La novel agrupación, con marcadas influencia del jazz, el indie, la electrónica y los ritmos afrocubanos, interpretó temas como La cafetera, Este beat, Sabor a playa, Me engorda, Sofoca´o y Futurista, en los cuales evidenció la creatividad compositiva y la capacidad de sus integrantes de desdoblarse en varios instrumentos.

La Orquesta de Cámara, el Teatro Guiñol de Holguín y varios artistas invitados acompañaron a la banda durante poco más de una hora para crear una atmósfera de alegría y euforia entre el público, en la cual también influyó mucho el diseño de luces del realizador Wilker López, que se estrenó como director artístico.

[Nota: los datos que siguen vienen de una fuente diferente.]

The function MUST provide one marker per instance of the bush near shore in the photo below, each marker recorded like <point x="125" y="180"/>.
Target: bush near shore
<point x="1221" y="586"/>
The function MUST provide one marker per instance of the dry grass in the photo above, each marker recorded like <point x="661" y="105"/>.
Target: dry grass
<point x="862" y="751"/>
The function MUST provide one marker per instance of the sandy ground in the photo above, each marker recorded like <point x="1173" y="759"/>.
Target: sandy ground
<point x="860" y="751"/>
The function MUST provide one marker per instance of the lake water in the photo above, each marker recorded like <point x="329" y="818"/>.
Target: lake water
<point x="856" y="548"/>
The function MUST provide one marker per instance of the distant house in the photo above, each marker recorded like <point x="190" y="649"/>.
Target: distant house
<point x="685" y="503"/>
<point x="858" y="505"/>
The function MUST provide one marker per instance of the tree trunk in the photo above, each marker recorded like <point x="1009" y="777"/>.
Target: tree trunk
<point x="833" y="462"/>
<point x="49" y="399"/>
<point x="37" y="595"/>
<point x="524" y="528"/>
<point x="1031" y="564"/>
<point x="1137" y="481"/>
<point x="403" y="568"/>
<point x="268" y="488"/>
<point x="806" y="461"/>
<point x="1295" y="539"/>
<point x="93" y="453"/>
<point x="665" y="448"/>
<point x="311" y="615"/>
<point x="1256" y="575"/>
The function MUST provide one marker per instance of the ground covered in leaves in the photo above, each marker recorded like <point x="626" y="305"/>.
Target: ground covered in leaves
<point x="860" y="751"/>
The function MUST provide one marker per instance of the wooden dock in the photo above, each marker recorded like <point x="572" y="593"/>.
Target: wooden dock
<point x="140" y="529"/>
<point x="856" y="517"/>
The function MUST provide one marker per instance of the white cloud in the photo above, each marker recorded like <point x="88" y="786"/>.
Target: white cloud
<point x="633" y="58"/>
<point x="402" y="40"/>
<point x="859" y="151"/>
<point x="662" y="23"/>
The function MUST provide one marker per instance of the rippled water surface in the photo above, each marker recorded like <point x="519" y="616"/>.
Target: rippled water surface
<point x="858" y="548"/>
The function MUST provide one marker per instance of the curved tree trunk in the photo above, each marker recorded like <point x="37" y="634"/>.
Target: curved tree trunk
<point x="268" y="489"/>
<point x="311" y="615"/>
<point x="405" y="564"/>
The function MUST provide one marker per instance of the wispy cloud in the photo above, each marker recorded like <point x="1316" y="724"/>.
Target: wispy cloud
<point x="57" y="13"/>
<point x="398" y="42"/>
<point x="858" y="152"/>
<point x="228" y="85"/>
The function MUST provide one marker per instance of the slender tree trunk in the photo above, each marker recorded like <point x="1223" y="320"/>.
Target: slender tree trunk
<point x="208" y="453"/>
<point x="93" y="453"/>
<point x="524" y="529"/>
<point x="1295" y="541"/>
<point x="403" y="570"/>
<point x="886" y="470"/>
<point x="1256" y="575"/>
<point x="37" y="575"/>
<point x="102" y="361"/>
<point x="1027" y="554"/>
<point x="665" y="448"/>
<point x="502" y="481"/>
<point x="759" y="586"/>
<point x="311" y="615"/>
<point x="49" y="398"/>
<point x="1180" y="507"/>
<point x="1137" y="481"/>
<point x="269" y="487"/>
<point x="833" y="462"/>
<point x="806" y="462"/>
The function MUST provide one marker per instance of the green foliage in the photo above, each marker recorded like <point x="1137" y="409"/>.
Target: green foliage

El concierto, que contó con el apoyo del teatro Eddy Suñol, la Casa de Iberoamérica y la Dirección Provincial de Cultura, evidenció por qué estos talentosos jóvenes de la Asociación Hermanos Saiz ganaron recientemente dos premios colaterales en el Festival Cuerda Viva 2020 y fueron finalistas en el Certamen Internacional Primera Base de Havana World Music.

Y es que Tópop, con una forma peculiar de defender su arte y una carrera en ascenso, comienza a erigirse desde el oriente de Cuba en una de las bandas promisorias de la música alternativa nacional.